With heavy periods, though, something that often gets neglected—and part of why I want everyone here to feel empowered to advocate for themselves—is directly checking that iron. I won’t torture everyone with the details of how hematologists keep track of iron, but it’s really important, actually, to learn the name of this other test, ferritin, because that’s actually the warehouse for your body to keep iron and it’s more accurate than the iron number itself. These are things that, if you have heavy periods, should be checked. Every single time you’re getting blood counts might be excessive, but a couple of times a year, ferritin should be checked on if you’re continuing to have heavy periods. And sometimes it needs to be more frequent than that if it’s been a recurrent issue for you.

I won’t go too far into it today, but for those people who are on warfarin as their blood thinner, INR, or international normalized ratio, tests are also important; that’s how that blood thinner is managed. And for folks who are on it, they’re probably very familiar with this, so I won’t belabor that. 

So, I’ve gone through a lot of background and a lot of things. But up until now, I’m sort of telling people some things you may already know, and we want to shift over to what you can do to help manage your periods. 

The first thing, and part of why we started with this idea that not all blood thinners are the same, including how much of a dose you’re on as well as the type, is that switching or adjusting may be an option. You may be able to adjust your blood thinners if it’s safe. You may have a condition or scenario in which it’s not appropriate to use one of these strategies. But a lot of the time, the first step can be switching to one medication with less bleeding. So, for example, switching from rivaroxaban to apixaban. Another example might be if you’re a person for whom it is safe and appropriate, dropping the dose level to prevention dosing instead of the full dosing because this is something that we know has a lower rate of bleeding.

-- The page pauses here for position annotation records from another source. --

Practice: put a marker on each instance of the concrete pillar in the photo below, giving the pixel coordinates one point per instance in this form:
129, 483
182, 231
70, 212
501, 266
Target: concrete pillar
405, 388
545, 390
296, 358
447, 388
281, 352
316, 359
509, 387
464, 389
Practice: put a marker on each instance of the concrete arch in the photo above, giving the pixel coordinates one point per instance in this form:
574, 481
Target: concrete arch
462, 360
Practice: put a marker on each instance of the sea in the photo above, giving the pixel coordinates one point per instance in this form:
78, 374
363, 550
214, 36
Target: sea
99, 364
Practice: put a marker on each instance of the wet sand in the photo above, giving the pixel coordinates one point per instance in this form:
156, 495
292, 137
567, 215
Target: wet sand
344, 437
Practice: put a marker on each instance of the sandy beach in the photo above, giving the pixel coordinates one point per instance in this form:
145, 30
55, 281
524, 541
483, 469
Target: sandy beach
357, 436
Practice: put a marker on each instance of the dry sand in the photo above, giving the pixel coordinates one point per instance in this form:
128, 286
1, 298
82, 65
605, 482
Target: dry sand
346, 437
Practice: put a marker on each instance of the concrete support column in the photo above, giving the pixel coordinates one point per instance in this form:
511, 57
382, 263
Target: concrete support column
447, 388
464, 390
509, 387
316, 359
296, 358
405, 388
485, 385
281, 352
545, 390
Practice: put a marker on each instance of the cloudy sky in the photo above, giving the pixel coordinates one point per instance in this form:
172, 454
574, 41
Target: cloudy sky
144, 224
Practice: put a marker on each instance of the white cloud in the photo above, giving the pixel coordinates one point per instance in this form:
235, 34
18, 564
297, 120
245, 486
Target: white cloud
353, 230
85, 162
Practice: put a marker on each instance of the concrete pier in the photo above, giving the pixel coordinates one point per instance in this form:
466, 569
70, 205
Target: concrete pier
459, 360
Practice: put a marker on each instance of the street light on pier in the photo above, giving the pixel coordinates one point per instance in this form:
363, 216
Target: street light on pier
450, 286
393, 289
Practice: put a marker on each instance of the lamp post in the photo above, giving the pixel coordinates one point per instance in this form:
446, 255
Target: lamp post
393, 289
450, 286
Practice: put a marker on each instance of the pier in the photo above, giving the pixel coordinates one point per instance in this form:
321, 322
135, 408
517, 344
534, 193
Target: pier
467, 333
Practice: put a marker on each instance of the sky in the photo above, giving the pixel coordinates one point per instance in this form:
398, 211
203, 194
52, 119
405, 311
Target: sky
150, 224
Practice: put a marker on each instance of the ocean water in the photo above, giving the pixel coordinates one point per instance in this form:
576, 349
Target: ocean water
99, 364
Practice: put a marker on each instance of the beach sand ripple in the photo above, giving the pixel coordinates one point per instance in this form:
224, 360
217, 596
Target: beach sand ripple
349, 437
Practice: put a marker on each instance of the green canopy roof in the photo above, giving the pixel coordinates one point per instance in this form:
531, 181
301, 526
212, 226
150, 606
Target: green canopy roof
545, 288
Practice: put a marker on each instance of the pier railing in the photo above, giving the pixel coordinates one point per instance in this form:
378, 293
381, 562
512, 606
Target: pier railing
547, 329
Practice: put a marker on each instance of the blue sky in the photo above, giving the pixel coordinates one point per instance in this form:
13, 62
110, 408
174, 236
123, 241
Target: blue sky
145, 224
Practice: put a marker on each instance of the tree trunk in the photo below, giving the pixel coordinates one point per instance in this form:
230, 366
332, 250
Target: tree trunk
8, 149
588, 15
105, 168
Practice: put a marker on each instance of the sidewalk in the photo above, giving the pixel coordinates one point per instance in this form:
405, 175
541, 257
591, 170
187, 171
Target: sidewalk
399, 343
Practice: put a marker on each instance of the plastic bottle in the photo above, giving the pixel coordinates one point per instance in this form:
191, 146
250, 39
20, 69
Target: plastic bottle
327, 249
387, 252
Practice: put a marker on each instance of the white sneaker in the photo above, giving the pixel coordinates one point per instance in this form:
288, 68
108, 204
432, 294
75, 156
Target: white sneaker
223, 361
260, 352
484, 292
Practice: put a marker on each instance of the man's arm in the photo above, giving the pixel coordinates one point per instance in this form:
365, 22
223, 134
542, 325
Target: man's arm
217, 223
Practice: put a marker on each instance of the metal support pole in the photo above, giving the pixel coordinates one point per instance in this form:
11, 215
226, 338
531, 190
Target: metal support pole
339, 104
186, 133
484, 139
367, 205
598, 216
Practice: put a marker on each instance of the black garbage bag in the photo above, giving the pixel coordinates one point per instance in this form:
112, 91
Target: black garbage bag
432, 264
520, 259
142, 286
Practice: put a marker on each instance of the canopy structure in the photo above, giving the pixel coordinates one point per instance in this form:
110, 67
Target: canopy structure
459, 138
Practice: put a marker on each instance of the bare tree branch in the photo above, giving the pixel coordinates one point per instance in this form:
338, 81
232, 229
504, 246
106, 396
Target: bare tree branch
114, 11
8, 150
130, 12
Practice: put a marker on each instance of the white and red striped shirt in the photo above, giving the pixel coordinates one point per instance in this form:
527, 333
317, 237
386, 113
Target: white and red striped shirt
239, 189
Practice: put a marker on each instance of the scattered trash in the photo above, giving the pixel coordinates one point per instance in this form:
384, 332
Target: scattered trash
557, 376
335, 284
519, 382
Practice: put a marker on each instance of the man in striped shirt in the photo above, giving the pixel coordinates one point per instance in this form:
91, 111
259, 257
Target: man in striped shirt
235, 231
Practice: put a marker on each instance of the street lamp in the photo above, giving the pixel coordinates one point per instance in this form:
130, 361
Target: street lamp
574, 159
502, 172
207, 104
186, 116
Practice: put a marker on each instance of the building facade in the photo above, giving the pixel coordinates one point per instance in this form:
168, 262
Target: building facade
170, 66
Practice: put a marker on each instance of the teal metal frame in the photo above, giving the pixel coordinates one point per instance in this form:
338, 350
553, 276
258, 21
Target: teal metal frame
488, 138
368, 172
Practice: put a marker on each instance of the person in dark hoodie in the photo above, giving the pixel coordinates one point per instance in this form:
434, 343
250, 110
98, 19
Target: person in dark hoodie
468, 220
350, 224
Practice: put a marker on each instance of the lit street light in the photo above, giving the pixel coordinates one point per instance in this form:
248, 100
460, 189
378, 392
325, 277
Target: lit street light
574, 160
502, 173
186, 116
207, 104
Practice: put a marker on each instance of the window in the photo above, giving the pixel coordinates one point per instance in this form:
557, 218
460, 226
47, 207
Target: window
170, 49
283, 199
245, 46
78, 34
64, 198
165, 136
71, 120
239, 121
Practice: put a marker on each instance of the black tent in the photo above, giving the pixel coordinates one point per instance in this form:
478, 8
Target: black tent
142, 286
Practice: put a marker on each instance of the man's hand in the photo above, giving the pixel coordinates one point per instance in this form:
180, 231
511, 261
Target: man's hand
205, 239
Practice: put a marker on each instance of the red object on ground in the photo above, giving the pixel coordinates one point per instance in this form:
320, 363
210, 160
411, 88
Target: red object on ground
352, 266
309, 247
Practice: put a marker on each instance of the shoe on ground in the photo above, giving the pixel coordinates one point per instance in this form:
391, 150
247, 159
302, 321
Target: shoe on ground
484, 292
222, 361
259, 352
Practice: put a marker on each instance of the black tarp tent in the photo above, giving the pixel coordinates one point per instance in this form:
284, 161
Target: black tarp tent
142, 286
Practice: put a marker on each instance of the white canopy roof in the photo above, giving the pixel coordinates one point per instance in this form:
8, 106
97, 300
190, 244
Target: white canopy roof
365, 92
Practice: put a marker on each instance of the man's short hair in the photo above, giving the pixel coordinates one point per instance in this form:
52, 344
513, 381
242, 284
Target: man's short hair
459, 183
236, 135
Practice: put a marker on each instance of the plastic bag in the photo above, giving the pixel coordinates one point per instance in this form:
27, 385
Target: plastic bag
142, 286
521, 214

Alternatively, if you’re a person for whom it’s safe, one strategy I use a lot is to hold or reduce the dose just temporarily around the heaviest days of the period so that peak bleeding isn’t occurring with blood thinner in your system. I want to be really careful to say this doesn’t apply to everybody. But all three of these strategies—and sometimes in combination—can make a huge difference if you’re the right person. So just checking in with the person who does know your medical history, your hematologist or cardiologist, may be able to determine if one or more of these things might help you deal with your heavy period.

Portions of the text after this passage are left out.